Mmh, if he has "no ambiguous word-forms" specifically as a GOAL, I don't
think it necessarily does good to force the language into an typical natlang
form. It's a well-tried form, but by no means the only one possible. There
are a LOT of possible solutions to his original problem, there's no reason
to pick one that produces or might produce homophones. Yes, it is debatable
if all homophones are ambiguous, but why even approach that edge here?
Also, I wonder, why's everyone targetting the two-liquid pattern when his
initial message said "chalal" is not bad? Perhaps the problem with "chalol"
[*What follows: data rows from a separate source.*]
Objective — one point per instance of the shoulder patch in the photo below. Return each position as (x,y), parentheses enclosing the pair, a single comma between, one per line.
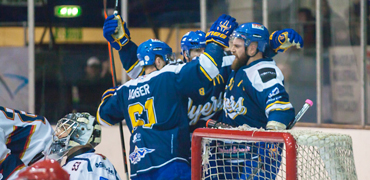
(267,74)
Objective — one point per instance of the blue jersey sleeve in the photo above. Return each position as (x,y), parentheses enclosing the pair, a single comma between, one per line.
(200,73)
(129,60)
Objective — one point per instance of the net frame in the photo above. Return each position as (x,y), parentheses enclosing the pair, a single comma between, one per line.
(336,166)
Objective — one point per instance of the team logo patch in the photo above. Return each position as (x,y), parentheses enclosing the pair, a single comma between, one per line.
(138,154)
(267,74)
(258,26)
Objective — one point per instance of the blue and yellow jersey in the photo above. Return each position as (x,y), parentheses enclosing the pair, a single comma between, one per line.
(255,94)
(23,136)
(198,110)
(155,107)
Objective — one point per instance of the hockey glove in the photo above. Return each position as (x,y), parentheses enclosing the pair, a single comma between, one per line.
(116,32)
(221,30)
(274,125)
(108,93)
(282,40)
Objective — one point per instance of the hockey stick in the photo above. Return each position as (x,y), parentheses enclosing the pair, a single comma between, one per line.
(114,78)
(308,103)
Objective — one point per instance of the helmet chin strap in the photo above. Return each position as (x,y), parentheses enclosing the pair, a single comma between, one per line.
(248,57)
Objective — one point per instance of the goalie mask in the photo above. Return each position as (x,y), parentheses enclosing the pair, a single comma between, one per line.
(72,130)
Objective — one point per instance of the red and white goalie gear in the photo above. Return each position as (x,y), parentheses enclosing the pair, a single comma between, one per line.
(23,138)
(90,166)
(44,170)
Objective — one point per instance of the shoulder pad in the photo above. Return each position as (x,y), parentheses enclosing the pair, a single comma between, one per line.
(267,74)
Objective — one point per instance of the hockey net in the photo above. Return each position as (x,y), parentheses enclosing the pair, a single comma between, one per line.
(241,153)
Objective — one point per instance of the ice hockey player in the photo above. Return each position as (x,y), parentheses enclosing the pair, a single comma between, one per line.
(76,135)
(155,105)
(47,169)
(23,138)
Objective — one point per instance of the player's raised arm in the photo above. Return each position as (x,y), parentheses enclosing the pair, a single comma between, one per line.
(109,112)
(123,44)
(202,72)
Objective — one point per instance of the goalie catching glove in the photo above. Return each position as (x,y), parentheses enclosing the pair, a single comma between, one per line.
(116,32)
(282,40)
(221,30)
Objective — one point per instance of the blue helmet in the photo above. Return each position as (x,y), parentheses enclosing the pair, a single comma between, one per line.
(193,40)
(253,32)
(147,51)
is actually the final /Ul/? I could see how that would, from an English
background, seem a bit awkward, especially if the /l/ is [5] here. Possible
solutions would include introducing a different pre-liquidic allophone for
/OU/, maybe plain [O] (tho I can't tell if that would clash with another
vowel phoneme), or expanding the suffix to something like /lA/ after a
bimoraic (long) vowel (if /OU/ counts as such?) Or changing the suffix
stacking order to yield /tSAlAlOU/. Or changing the whole suffix to
something else. Etc. Sky's the limit.